My archive, library, and collection were more than a privately hoarded stash of cultural treasures. Many of the materials were regularly used in teaching, research, writing, consulting, and performing. The vast collection of materials rivaled or exceeded similar holdings of many local libraries and was often used in the production of documentaries, museum exhibits, displays, and special concerts. The contents of my home reflected a life’s work. They were the basis of future books, new song ideas, instruments to be donated—the foundation, in short, on which to build new knowledge of jazz and local culture. Their loss—and the tragedy that had befallen New Orleans and her people—was like a death for me. Nothing could ever be the same again.
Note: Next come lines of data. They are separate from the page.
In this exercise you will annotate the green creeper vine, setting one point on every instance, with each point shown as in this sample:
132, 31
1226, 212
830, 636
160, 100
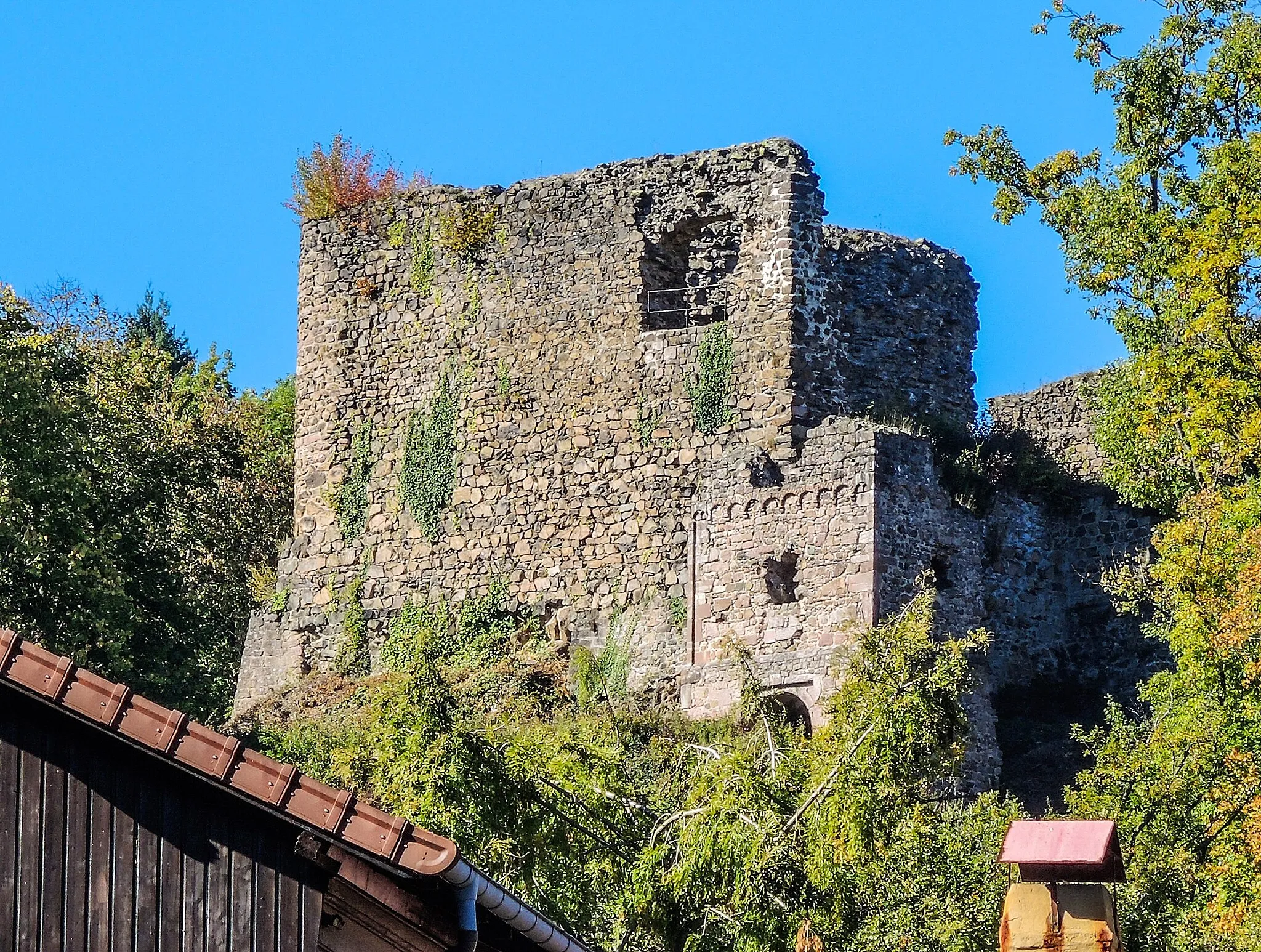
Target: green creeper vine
502, 380
712, 386
472, 299
647, 421
677, 613
422, 259
465, 232
398, 233
429, 462
352, 658
350, 499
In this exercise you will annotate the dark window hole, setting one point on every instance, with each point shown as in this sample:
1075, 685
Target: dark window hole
781, 576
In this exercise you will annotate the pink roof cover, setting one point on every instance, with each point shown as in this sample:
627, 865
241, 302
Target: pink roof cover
1086, 845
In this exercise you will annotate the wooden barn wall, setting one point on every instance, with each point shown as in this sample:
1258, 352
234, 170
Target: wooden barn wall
105, 849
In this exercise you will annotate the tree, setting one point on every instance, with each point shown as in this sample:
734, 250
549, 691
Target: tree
151, 323
135, 493
642, 830
1166, 232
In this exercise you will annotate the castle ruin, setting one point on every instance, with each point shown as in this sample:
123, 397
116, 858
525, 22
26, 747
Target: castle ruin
679, 404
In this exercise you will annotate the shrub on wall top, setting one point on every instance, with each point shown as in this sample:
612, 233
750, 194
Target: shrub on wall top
328, 182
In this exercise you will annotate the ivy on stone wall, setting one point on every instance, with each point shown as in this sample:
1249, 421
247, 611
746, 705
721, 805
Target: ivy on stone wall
465, 232
352, 651
712, 386
422, 259
429, 462
397, 233
350, 499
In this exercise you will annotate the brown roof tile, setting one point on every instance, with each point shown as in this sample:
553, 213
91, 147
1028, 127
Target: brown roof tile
224, 759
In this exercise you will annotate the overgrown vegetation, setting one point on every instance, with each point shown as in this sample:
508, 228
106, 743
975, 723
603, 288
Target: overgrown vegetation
467, 231
422, 273
350, 498
711, 387
1164, 233
641, 830
429, 466
138, 493
979, 461
352, 657
344, 177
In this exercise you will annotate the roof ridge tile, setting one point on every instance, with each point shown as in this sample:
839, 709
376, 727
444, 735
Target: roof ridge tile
222, 758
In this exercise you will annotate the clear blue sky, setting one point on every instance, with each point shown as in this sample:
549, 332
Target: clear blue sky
151, 143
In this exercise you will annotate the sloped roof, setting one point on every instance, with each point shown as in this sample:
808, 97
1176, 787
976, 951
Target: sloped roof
1065, 850
273, 785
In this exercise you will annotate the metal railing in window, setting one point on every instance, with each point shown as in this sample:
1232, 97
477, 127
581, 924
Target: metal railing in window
685, 307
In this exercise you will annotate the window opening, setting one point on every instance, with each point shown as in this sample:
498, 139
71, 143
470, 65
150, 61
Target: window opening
781, 575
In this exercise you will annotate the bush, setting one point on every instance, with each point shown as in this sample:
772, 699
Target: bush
327, 183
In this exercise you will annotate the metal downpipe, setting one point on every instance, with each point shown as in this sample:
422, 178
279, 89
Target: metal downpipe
507, 908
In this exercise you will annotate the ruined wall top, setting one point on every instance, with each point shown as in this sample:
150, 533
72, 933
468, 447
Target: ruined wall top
1057, 415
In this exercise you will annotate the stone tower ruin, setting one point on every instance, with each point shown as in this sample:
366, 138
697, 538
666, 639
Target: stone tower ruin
679, 409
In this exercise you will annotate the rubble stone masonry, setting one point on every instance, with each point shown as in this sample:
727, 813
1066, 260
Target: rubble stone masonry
570, 336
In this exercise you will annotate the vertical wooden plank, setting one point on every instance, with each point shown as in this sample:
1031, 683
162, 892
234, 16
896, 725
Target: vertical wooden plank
148, 869
28, 845
195, 870
10, 759
52, 901
289, 930
172, 892
219, 882
124, 859
265, 897
79, 805
313, 906
100, 855
243, 898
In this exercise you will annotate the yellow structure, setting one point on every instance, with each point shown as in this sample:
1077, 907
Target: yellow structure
1067, 918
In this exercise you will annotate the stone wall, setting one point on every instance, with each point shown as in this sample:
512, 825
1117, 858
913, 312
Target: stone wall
903, 314
1058, 416
571, 351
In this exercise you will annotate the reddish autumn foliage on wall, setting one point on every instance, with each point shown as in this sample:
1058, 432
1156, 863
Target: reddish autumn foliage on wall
328, 182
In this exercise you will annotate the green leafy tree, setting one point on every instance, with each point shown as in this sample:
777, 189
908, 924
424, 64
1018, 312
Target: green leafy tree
135, 494
1164, 231
642, 830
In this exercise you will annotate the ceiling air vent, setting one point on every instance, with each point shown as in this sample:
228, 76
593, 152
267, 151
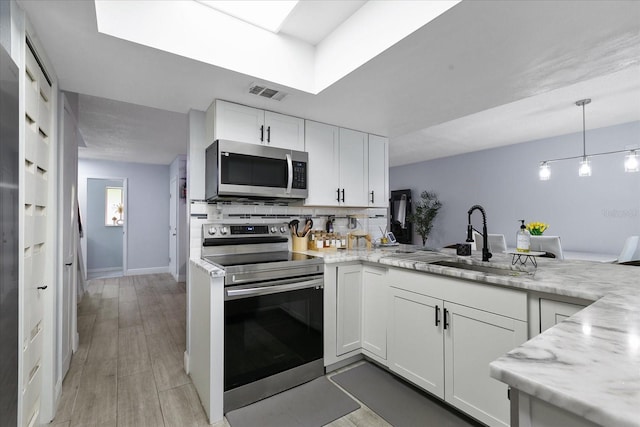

Listening to those New Orleans residents who were fortunate enough to come back, one begins to appreciate the fine but crucial distinction between knowing and believing. Follow thread in Otte, “Language of Loss and Grief” >
The summer of 2005 had begun with optimism, reflection, and celebration. One Saturday morning in May I sat alone in my car outside a small Baptist church in Marrero, Louisiana. Exactly thirty years ago that weekend began my first professional musical engagement. It was the church’s anniversary parade. Shortly into my nostalgic private celebration it all seemed to come alive again: church sisters in white dresses, men in black suits, majestic elders riding atop convertibles, proud ministers, and colorful banners out in front. The sounds of that day also rang freshly in my ears: “Bye and Bye,” “Just a Closer Walk with Thee,” “Lord, Lord, Lord,” and a host of other jazzed up hymns that exploded with rhythm and musical conversations that made the sky bluer, the day brighter, and everyone within earshot renewed with the joyous spirit of living. I also remembered the frightening feeling of being a young, inexperienced clarinetist with Doc Paulin’s Brass Band, desperately trying to find the right piercing high notes and rhythmic figures to contribute to the improvised euphoria. A few compliments from older musicians at parade’s end seemed like a fitting conclusion to what I thought was certain to be a one-engagement music career.
- “In the Sweet Bye and Bye,” by Dr. Michael G. White excerpted from Jazz from the Soul of New Orleans, 2002 Basin Street Records.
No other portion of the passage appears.